Automatic reductions set to kick in March 1 would force the Pentagon to cut $46 billion from its budget over the next seven months.
The automatic cuts, Army Gen. Martin E. Dempsey, chairman of the Joint Chiefs of Staff, warned, could leave U.S. military forces “degraded and unready,” adding during questioning that “it would be immoral to use the force unless it’s well-trained, well-led and well-equipped.”
“Are we on the path to creating that dilemma?” Sen. Lindsey O. Graham (R-S.C.) asked.
“We are on that path,” Dempsey replied.
“I began my career in a hollow army,” Gen. Raymond T. Odierno, Army chief of staff, told the panel, referring to the gutted condition of the Army after post-Vietnam War defense cuts. “I don’t want to end my career in a hollow army.”
Odierno warned that programs aimed at combating the rising levels of suicide in the military, including providing mental health counselors on military bases, may suffer. “We will not be able to afford the number of counselors we have today,” he said.
Sen.

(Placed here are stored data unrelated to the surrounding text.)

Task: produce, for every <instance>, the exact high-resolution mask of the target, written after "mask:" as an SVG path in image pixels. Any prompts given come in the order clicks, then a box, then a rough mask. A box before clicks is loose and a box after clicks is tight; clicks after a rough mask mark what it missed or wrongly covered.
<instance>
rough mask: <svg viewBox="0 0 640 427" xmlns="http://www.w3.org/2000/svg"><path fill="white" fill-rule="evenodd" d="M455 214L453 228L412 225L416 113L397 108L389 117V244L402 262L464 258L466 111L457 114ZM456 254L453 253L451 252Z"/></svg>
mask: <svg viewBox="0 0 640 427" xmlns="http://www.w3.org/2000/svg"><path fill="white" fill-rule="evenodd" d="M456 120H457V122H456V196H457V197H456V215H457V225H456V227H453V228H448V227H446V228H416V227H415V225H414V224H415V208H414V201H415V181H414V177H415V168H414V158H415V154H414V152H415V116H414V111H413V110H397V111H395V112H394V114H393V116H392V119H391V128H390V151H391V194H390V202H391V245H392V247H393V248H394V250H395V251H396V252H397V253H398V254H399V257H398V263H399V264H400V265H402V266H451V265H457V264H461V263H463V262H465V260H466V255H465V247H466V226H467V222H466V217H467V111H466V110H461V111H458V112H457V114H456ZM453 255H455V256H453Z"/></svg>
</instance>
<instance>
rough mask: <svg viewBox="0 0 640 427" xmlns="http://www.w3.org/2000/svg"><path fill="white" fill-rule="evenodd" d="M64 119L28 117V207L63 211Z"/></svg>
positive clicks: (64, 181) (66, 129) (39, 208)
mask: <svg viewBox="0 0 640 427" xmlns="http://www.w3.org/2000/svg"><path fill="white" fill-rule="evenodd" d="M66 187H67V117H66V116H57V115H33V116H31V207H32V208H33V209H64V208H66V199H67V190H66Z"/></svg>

John McCain (R-Ariz.) said it was “Orwellian” to be on the verge of sequestration even as North Korea conducts nuclear tests and as concerns grow about the stability of Iran and Egypt.
The Pentagon announced last week that the scheduled deployment of the USS Harry S. Truman has been delayed because of budget uncertainty.
“The signal we’re sending to Iranians is: Don’t worry. The aircraft carrier is not coming,” McCain said.
Gen. James Amos, commandant of the Marine Corps, estimated that by the end of the year, more than half of the service’s combat units will be below minimal acceptable levels of readiness for deployment to combat.
The Pentagon, which has long warned against the sequester threat, has said its civilian workforce will face furloughs. Even if all 800,000 defense civilian workers are put on furlough for the maximum extent allowable by law, the Pentagon would save only $5 billion over that period, Carter said. “We’d still have $41 billion to go,” he said.
Carter noted that a furlough of one day per week for the rest of the fiscal year would amount to a 20 percent pay cut. He added that though he is not subject to furlough as a Senate-approved appointee, he would return one-fifth of his pay if the defense civilian force is furloughed.
Training and maintenance for aircraft would be among the many areas that would have to be cut, military officials said.
Dempsey was asked by Sen. Kelly Ayotte (R-N.H.) to rate the danger sequestration poses to national defense on a scale of one to 10, with 10 being the most serious
“From where I sit today, it sure feels like a 10,” Dempsey said. “These would be the steepest, deepest cuts at a time I would attest is more dangerous than it’s ever been.”
The military panel met with a sympathetic audience Tuesday, as most members of the Senate panel expressed support for protecting the defense budget from automatic, across-the-board cuts.
Odierno said after the hearing that it is “hard to tell” how Tuesday’s testimony will affect congressional action on sequestration.
“It’s how we connect to the other congressional members who don’t deal with defense,” he said. “It’s about people understanding how serious the problem is.”